Jim Acosta is CNN’s chief White House correspondent. Acosta had been a target of criticism from the president even before his temporary suspension. Trump has repeatedly accused CNN and Acosta of reporting misinformation, or “fake news.”
Donald Trump is the 45th president of the United States. He has been criticized for, among other things, his hostile attitude toward the media and his denunciation of journalists as “enemies of the people.”
Judge Timothy J. Kelly, who was appointed by Trump to sit on the U.S. District Court for Washington, D.C., ruled against the president in the initial stages of the case.
During a November 7, 2018, White House news conference, Acosta pushed back on Trump’s description of a caravan of migrants heading toward the United States, after fleeing violence in Central America, as an “invasion.”
Trump rejected Acosta’s characterization of these comments as anti-immigrant and sought repeatedly to cut him off by calling on other reporters. But Acosta persisted, and attempted to ask a question about the ongoing investigation into Trump’s ties with Russia.

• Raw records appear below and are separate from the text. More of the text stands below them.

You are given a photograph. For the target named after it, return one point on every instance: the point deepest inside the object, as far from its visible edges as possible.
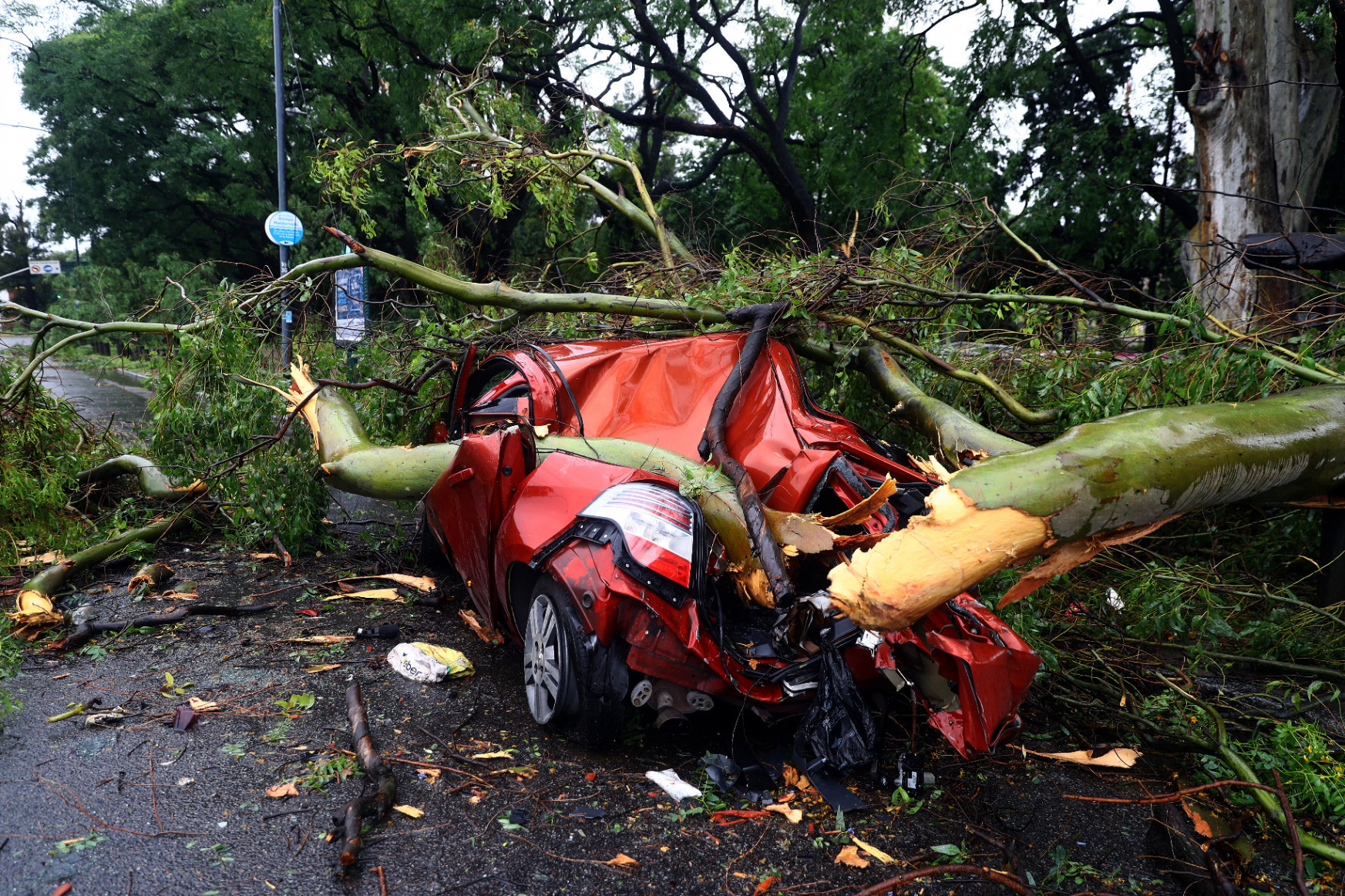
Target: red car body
(505, 518)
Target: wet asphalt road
(85, 805)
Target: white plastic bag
(428, 663)
(675, 787)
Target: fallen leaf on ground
(283, 790)
(482, 630)
(850, 856)
(765, 885)
(419, 582)
(873, 851)
(1117, 758)
(373, 593)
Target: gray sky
(16, 143)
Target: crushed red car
(617, 589)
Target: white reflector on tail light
(657, 524)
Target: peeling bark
(1098, 485)
(1262, 140)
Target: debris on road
(76, 710)
(673, 784)
(1115, 758)
(482, 630)
(429, 663)
(373, 593)
(379, 804)
(151, 576)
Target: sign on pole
(284, 227)
(350, 306)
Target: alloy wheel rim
(543, 659)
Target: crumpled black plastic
(837, 727)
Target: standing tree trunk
(1263, 131)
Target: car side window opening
(496, 394)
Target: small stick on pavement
(935, 871)
(72, 713)
(381, 802)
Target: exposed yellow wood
(935, 557)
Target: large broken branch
(151, 478)
(351, 463)
(1098, 485)
(379, 804)
(84, 330)
(957, 438)
(503, 297)
(35, 609)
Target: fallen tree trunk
(85, 633)
(1098, 485)
(379, 804)
(35, 609)
(957, 438)
(151, 478)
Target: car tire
(573, 683)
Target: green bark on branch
(957, 438)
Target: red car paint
(498, 514)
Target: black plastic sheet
(839, 727)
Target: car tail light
(658, 526)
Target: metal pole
(280, 171)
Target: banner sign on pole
(350, 306)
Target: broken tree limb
(151, 478)
(34, 609)
(1098, 485)
(379, 804)
(715, 445)
(84, 330)
(1303, 367)
(957, 438)
(86, 631)
(942, 366)
(503, 297)
(1243, 770)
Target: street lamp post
(285, 315)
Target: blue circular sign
(284, 227)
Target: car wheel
(573, 683)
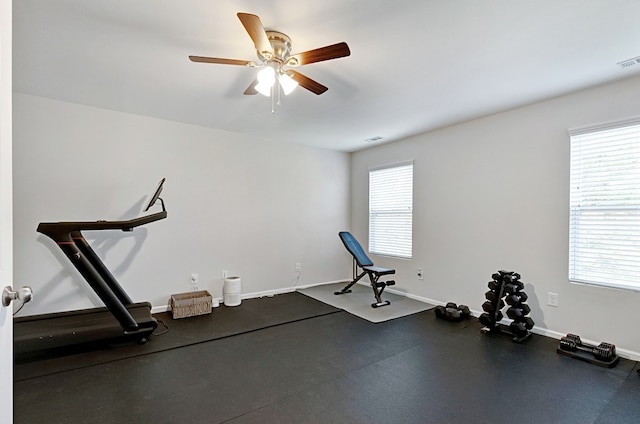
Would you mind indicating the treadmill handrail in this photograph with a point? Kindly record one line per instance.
(68, 236)
(127, 225)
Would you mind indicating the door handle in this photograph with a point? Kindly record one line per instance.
(24, 295)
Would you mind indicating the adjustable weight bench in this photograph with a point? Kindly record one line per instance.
(362, 261)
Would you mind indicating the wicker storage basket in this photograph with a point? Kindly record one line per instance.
(190, 304)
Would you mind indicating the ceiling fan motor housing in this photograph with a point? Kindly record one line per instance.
(281, 44)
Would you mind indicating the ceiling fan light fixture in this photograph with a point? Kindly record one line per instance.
(264, 89)
(267, 76)
(287, 83)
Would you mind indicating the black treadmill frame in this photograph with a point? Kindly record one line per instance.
(93, 325)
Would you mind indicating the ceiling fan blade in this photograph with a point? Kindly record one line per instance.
(203, 59)
(306, 82)
(251, 90)
(256, 31)
(333, 51)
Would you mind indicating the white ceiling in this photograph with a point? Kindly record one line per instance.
(415, 65)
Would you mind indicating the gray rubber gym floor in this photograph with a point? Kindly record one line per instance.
(338, 368)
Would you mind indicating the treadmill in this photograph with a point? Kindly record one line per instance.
(120, 321)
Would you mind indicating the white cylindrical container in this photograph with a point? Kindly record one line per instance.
(232, 291)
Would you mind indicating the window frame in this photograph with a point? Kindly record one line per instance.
(597, 250)
(392, 238)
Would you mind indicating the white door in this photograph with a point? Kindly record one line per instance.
(6, 225)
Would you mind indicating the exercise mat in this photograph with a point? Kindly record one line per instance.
(252, 315)
(359, 301)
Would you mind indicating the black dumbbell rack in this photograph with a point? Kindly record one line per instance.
(506, 288)
(603, 355)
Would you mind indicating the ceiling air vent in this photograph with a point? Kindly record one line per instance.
(629, 62)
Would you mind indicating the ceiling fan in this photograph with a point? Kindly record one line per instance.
(275, 59)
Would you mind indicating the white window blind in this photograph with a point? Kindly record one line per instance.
(391, 211)
(604, 231)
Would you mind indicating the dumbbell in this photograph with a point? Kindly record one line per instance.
(510, 277)
(491, 295)
(520, 311)
(515, 298)
(520, 327)
(452, 312)
(572, 342)
(488, 306)
(513, 287)
(490, 319)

At this point, a White House intern stepped forward to take the microphone from Acosta, who refused to surrender it despite the intern’s best efforts. Trump repeatedly told Acosta to “put down the mic” during the physical struggle, but it was not until Trump began railing against CNN and calling Acosta a “a rude, terrible person” that the reporter finally relented.
Although critics cited the president’s behavior as an example of his antipathy toward the press, the administration framed Acosta’s actions as insubordinate and disrespectful.

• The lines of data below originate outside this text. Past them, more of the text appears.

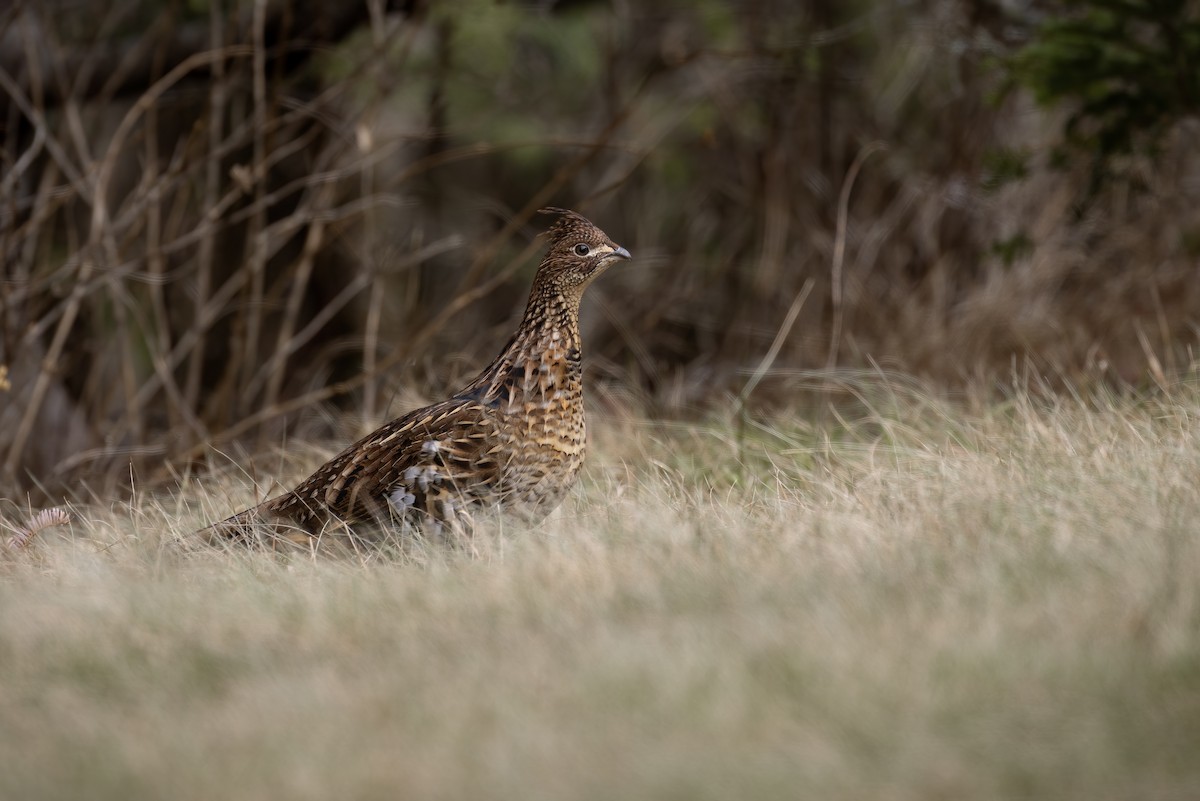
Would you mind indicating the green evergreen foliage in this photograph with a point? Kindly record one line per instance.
(1132, 68)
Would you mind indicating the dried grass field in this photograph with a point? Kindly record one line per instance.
(919, 600)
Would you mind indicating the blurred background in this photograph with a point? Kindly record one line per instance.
(229, 224)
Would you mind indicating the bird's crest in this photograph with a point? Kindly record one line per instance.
(569, 223)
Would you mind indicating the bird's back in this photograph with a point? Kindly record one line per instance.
(513, 440)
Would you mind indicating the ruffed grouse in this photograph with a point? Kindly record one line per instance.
(513, 439)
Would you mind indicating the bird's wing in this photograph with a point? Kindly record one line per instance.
(423, 463)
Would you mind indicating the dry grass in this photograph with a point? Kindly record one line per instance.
(921, 602)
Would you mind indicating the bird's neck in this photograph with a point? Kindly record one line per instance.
(543, 362)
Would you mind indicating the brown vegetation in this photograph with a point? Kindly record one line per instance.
(216, 218)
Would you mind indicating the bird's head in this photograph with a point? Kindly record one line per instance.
(579, 251)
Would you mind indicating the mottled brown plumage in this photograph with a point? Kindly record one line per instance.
(513, 439)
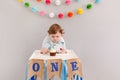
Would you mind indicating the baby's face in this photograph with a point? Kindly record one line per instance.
(55, 37)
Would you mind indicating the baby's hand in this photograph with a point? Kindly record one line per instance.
(44, 51)
(63, 51)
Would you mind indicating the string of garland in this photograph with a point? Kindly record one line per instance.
(60, 15)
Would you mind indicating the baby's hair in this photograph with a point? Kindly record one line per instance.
(55, 28)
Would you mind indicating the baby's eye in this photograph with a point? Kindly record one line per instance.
(57, 36)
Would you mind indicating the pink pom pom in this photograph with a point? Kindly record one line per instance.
(68, 2)
(48, 2)
(42, 13)
(60, 15)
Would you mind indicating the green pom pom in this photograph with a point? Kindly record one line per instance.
(27, 4)
(89, 6)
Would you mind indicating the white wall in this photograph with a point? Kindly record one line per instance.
(94, 36)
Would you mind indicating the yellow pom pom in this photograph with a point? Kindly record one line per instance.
(80, 11)
(20, 0)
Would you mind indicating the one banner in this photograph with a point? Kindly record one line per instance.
(54, 67)
(74, 67)
(36, 69)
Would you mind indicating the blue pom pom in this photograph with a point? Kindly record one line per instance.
(97, 1)
(34, 9)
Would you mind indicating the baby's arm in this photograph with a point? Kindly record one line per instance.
(45, 46)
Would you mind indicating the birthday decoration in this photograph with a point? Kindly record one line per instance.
(74, 67)
(36, 69)
(54, 68)
(61, 14)
(39, 69)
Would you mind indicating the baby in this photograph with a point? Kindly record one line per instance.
(54, 40)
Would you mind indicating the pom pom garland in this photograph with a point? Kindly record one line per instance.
(61, 14)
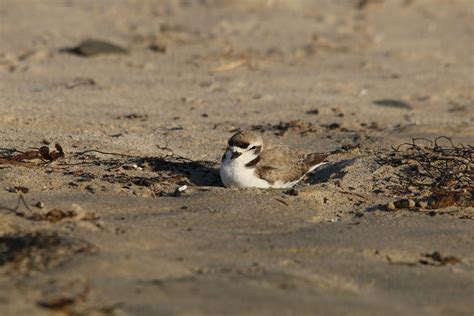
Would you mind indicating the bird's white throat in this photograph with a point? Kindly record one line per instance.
(234, 172)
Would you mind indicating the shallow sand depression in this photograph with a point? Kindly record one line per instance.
(97, 226)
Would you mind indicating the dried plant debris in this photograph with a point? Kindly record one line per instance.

Hours later, Press Secretary Sarah Sanders announced that the White House would be suspending Acosta’s “hard pass,” which is the press credential that gives him access to the executive mansion. Sanders said the White House “would never tolerate a reporter placing his hands on a young woman just trying to do her job as a White House intern” and called the incident “absolutely unacceptable.”

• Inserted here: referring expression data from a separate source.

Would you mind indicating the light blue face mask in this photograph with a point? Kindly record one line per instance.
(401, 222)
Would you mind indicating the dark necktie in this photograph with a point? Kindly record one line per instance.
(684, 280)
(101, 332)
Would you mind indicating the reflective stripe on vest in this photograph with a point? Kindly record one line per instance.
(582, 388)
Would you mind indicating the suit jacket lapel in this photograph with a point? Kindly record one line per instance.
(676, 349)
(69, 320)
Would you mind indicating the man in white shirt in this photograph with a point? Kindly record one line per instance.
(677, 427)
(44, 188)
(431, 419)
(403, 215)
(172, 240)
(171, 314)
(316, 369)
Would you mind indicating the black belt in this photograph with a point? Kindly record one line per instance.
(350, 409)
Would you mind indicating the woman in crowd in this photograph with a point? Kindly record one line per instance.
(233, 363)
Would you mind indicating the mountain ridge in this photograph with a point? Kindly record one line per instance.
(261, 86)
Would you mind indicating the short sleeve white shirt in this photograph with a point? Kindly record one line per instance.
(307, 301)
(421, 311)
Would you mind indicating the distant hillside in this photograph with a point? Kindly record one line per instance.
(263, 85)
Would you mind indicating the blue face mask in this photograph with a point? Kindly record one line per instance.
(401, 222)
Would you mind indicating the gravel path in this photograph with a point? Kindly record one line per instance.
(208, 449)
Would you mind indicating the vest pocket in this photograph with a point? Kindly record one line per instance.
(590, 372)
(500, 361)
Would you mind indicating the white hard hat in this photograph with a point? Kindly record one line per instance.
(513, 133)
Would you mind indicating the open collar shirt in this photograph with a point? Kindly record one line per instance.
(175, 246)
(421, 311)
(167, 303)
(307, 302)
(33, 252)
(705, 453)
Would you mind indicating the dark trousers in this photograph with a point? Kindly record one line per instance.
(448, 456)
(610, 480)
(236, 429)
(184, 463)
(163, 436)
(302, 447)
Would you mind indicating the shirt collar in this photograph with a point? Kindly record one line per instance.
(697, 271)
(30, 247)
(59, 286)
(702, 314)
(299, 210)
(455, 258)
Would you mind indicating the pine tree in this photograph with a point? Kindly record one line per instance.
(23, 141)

The revocation of Acosta’s press credentials only exacerbated the public backlash from Free Speech advocates, including the White House Correspondents’ Association (WHCA).
The association wrote in a statement that it “strongly objects to the Trump Administration’s decision to use US Secret Service security credentials as a tool to punish a reporter with whom it has a difficult relationship” and called the actions “unacceptable.”
A day after revoking Acosta’s press pass, Sanders shared on Twitter a doctored video of the incident, which appeared to show Acosta being physically aggressive toward the intern, according to the Washington Post.
After CNN sues White House, judge temporarily restores press pass
On Nov. 13, CNN sued the Trump administration, seeking the restoration of Acosta’s press pass. The lawsuit alleged violations of the First Amendment and the Fifth Amendment, which guarantees due process. It requested an immediate order reinstating Acosta’s credentials. To the surprise of many, the suit was joined by Fox News, which is strongly supportive of the president.
On Nov. 16, Judge Kelly granted CNN’s request for a temporary restoration of Acosta’s press credentials, allowing him back into the White House. Though the ruling represented a win for CNN, the broader issue of access will be settled in future cases, according to the New York Times.
White House restores press pass, issues strict guidelines for reporters
On Nov. 19, the White House announced it would formally restore Acosta’s press pass, leading CNN to drop its suit.
However, along with returning Acosta’s pass, the administration issued new rules regulating reporters at the White House, according to the New York Times. They restrict reporters to only one question at a time and will permit follow-up questions only at the discretion of the president or an administration official.
“Failure to abide,” the administration warned, “may result in suspension or revocation of the journalist’s hard pass.”
The WHCA said it had not been consulted prior to the ruling’s release. After news of it broke, the American Civil Liberties Union criticized the association, saying it had allowed the White House to “avoid real scrutiny.”